Data Orchestrate

A distributed file management system for seamless file synchronization, processing and storage across multiple devices. Data Orchestrate is designed for environments where files need to be uploaded, processed (including text extraction from PDFs) and synchronized in real-time between several devices, with robust metadata tracking and notification support.

Requirements

Java 17 or higher
Maven 3.8 or higher
Kafka
MongoDB Atlas account (cloud-hosted)
(Optional) Docker & Docker Compose (for containerized deployments)
(Optional) Kubernetes & Minikube (for local or cloud orchestration)

Note: Docker, Kubernetes and Minikube deployment files are available in the containerized branch of this repository.

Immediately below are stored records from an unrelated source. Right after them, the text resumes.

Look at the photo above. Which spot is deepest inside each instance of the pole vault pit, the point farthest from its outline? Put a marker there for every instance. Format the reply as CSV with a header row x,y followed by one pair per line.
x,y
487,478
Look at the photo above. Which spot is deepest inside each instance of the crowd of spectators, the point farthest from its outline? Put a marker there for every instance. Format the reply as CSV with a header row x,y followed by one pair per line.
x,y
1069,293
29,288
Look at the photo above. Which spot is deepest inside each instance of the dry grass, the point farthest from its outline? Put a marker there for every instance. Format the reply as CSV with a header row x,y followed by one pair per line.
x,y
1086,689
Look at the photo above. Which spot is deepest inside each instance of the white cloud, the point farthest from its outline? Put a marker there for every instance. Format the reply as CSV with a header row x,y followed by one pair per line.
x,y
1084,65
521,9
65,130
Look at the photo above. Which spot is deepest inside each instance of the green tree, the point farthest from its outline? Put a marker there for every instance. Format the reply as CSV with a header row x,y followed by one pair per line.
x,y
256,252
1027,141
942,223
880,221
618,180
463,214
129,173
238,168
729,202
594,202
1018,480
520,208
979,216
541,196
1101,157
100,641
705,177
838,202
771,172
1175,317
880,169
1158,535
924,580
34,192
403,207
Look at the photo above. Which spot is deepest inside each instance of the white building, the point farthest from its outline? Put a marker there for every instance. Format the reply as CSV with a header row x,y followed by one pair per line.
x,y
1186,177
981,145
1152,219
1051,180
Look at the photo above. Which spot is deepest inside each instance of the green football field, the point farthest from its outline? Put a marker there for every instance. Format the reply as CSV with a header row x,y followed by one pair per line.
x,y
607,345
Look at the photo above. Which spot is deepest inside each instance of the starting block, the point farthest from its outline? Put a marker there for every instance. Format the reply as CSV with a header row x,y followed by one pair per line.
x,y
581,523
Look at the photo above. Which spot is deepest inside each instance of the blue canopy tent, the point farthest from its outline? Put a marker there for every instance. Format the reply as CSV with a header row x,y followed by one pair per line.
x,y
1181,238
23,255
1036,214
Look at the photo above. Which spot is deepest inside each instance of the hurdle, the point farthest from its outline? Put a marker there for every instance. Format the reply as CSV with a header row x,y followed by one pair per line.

Switch to that branch to access and use them.

Containerization & Orchestration

Data Orchestrate supports containerized deployment using Docker and orchestration via Docker Compose and Kubernetes (including Minikube for local development).

Docker & Docker Compose

All core services (Kafka, Zookeeper, file-upload, processing, storage, notification, orchestrator) are containerized.
Use the provided deployment/docker-compose.yml to spin up the full stack for local or development use.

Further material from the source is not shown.